En tant qu’artiste, avez-vous senti cette liberté d’un coup après le 14 janvier ?
Avant le 14 janvier, je me permettais de faire des choses, mais qui étaient incomprises. J’essayais de montrer qu’il y avait une dictature terrible à travers des toiles, qui, d’ailleurs, prenaient la dimension de cette peur. Elles étaient petites, alors que j’aime bien travailler sur des toiles de grand format, en général. Je faisais des caricatures de Ben Ali que je brulais. A la censure s’ajoutait l’autocensure. Nous nous trouvions dans un système très vicieux et versatile, du fait que nous nous auto- contrôlions, que nous chuchotions aussi.. Alors Tarak Bouazizi nous a ouvert les yeux, immolé par le feu. Le message de son ras-le-bol, c’est quand même quelque chose, c’était horrible. Je pense qu’il avait très bien compris, qu’il n’y avait pas de solution dans ce pays. Il a été très réaliste, et très courageux en fait, en faisant ça. J’imagine, qu’il aurait bien voulu s’en sortir autrement.
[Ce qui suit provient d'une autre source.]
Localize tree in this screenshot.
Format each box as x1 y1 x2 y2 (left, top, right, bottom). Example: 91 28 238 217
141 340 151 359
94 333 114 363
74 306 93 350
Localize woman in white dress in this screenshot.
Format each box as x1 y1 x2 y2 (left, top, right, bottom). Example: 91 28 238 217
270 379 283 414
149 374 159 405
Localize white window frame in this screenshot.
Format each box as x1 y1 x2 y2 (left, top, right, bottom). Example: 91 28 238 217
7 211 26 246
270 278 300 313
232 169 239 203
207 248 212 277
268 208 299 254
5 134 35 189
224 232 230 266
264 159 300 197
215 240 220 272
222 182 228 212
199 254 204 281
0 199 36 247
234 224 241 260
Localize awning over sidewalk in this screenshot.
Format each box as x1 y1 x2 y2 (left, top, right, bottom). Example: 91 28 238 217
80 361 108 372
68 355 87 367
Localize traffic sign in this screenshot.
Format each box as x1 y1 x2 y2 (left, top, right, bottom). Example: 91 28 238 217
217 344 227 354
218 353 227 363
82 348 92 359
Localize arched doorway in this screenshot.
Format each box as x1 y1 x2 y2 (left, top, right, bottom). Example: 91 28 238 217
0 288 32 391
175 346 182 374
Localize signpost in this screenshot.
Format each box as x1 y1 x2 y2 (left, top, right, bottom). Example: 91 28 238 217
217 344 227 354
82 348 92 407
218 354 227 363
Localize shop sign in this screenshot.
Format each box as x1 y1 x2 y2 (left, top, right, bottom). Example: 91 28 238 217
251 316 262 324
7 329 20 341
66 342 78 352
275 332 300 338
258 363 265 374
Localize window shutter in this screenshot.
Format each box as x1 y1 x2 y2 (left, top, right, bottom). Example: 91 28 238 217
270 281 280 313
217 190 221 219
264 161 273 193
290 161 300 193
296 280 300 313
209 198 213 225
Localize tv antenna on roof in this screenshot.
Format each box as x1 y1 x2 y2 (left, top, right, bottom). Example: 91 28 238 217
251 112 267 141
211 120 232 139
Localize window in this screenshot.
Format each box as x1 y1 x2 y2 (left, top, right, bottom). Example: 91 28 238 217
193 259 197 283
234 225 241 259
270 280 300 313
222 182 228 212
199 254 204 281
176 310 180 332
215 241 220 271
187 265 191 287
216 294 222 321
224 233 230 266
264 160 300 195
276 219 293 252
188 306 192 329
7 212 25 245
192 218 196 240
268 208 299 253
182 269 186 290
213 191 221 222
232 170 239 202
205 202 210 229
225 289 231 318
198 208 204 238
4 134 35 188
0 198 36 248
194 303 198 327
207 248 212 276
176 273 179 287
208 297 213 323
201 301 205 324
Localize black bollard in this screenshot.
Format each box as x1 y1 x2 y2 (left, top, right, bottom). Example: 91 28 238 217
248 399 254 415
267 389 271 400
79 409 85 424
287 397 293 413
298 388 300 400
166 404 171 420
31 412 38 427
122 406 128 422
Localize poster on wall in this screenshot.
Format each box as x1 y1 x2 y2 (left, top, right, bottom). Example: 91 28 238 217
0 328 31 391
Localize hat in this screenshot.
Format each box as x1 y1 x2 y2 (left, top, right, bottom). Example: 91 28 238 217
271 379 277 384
Avez-vous montré le portrait à sa famille ?
Nous l’avons montré à sa famille. Nous avons parlé aux sœurs, Samia et Leila, le frère Salem. La mère a vu le tableau sur l’ordinateur. On a tout leur soutien.
Finalement l’art peut être «utile» ?
Le tableau en lui-même m’a dépassé. L’art, ne l’oublions pas, est indispensable. En ce sens, il est utile. Mais pour cette fois-ci, l’art pourra aider financièrement les gens qui en ont besoin. Le tableau est signé Selim Tlili, et dix millions de tunisiens, depuis le 22 janvier, pour ce principe de solidarité, de confiance et de dialogue qu’on doit restaurer entre les Tunisiens de la capitale et ceux de l’intérieur. Nous devons faire un effort commun. J’espère que grâce à la vente de ce tableau, qui va durer 13 jours, à compter du 09 avril, nous allons contrecarrer cette misère omniprésente qui touche les zones défavorisées. Le maitre mot c’est solidarité, solid’ARTité.